Sephardi in Panama seek a rabbi from within

panama city, panama | For a country once colonized by Catholic missionaries, Panama has managed to produce a remarkably consolidated and Orthodox Jewish community — although the nation’s never had a homegrown rabbi.

That might soon change. But some of the community’s biases — among them the conviction that its sons should go into business — might have to be overcome.

As the Sephardi community’s top rabbi, Zion Levy, nears retirement after 53 years of spiritual guidance, the pressure is on to find a replacement.
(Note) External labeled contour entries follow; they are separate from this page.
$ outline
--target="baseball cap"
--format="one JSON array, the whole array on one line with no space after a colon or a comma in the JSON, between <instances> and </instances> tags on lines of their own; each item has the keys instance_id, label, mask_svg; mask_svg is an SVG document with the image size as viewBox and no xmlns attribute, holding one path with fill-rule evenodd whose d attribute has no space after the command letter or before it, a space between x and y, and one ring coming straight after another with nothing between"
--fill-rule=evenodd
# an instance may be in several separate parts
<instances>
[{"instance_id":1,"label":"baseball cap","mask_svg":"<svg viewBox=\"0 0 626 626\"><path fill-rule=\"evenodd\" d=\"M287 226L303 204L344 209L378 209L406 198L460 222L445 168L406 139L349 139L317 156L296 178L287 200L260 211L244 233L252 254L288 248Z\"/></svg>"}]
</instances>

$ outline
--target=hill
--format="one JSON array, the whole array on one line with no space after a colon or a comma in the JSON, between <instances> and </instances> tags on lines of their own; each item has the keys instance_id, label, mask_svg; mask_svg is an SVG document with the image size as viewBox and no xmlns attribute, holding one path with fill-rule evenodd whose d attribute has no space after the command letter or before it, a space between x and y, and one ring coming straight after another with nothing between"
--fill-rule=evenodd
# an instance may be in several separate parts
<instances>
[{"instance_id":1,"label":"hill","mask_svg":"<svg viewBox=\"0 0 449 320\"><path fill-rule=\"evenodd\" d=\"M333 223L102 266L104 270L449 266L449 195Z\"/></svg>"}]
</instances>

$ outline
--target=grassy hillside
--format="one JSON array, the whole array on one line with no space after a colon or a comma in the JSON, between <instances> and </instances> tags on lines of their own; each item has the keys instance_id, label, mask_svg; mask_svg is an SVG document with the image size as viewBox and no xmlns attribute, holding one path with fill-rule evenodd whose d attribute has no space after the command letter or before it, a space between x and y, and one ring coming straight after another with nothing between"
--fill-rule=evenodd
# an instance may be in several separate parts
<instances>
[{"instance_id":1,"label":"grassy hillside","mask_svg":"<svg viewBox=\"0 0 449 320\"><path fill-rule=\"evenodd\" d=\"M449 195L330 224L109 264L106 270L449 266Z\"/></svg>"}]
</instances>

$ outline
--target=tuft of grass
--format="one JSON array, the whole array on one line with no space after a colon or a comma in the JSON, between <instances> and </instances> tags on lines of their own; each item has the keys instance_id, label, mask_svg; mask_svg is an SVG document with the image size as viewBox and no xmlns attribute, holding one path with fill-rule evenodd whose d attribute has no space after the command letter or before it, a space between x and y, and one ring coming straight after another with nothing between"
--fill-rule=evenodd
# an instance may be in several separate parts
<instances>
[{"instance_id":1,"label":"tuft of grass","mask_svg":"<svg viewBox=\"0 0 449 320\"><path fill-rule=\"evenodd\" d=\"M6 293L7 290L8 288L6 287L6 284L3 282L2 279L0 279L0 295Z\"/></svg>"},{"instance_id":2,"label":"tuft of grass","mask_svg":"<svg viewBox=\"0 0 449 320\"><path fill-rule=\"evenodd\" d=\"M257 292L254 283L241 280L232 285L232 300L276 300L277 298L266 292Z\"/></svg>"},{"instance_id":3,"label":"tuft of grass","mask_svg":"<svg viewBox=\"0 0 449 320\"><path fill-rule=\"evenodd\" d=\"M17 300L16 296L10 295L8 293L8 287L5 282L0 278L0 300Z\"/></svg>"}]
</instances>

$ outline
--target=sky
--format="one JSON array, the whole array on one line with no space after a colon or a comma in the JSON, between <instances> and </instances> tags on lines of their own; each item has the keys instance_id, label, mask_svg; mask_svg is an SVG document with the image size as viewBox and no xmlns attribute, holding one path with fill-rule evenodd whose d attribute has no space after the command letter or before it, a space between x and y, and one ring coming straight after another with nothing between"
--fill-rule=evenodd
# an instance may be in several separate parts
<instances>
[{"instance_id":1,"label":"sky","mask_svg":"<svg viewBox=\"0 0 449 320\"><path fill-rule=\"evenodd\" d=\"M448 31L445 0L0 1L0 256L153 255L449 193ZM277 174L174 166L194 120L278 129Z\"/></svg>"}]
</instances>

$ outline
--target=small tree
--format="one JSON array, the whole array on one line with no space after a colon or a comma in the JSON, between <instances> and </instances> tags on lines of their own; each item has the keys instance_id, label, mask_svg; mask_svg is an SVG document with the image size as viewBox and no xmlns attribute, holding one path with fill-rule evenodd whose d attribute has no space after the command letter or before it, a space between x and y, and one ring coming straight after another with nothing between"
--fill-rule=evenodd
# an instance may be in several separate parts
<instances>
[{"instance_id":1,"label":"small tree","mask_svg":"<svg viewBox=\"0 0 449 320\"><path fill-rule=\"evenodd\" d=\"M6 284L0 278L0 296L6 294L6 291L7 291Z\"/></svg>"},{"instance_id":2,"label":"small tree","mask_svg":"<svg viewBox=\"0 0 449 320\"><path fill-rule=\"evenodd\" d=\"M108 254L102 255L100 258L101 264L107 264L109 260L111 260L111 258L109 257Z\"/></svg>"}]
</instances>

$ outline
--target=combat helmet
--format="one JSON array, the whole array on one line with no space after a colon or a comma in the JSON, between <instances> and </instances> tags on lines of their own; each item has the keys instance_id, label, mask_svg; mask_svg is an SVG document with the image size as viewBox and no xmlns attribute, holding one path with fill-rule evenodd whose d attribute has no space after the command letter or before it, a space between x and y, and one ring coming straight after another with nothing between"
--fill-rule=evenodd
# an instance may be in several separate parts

Levy himself said that he would like to see a Panamanian take over for him, if possible.

Already, there is one Panamanian nearing completion of his studies at a yeshiva in Israel and the Sephardi community hosts a kolel, or seminary, that, given the many secular distractions of this lively tropical country, is notably active.

“This serves as protection for our people,” says 28-year-old Henry Oulfali, one of four Panamanian members of the kolel and an aspiring rabbi. “When people see religious families and their children following the way of the Torah, it is an inspiration.”

The Jewish population in Panama is about 8,000, concentrated in Panama City. According to the World Jewish Congress, in the last two decades immigration has tripled the number of Jews in the community, which includes more than 1,000 Israelis.

The WJC also notes that Panama is the only country aside from Israel that has had two Jewish Presidents in the 20th century: Max Shalom Delvalle, in 1969, and Eric Delvalle Maduro, from 1987-1988.

The country’s Sephardi community is made up of about 7,000 people — most of whom keep kosher and many

of whom observe Shabbat. There is a smaller Ashkenazi community as well.

The Sephardi community traces its roots back to the opening of the Panama Canal in the early 20th century, but its ranks include many first- and second-generation families. Its members usually keep within the community as much as possible, helping to avoid assimilation.

Oulfali says that after he got married his parents stopped pressuring him to pursue another profession and that now, after three years in yeshiva in Israel and a stint at a Brazilian kolel, they have been supportive of his dedication to religious studies since his return to his native land in January.

Despite stymied efforts in the past, Levy has high hopes for the future of Jews in Panama.

“My desire is that Panama produces all its needs for religious guidance,” he said, adding that he expects to retire just as soon as a suitable successor is found. “I ask God to give me life to be able to see that.’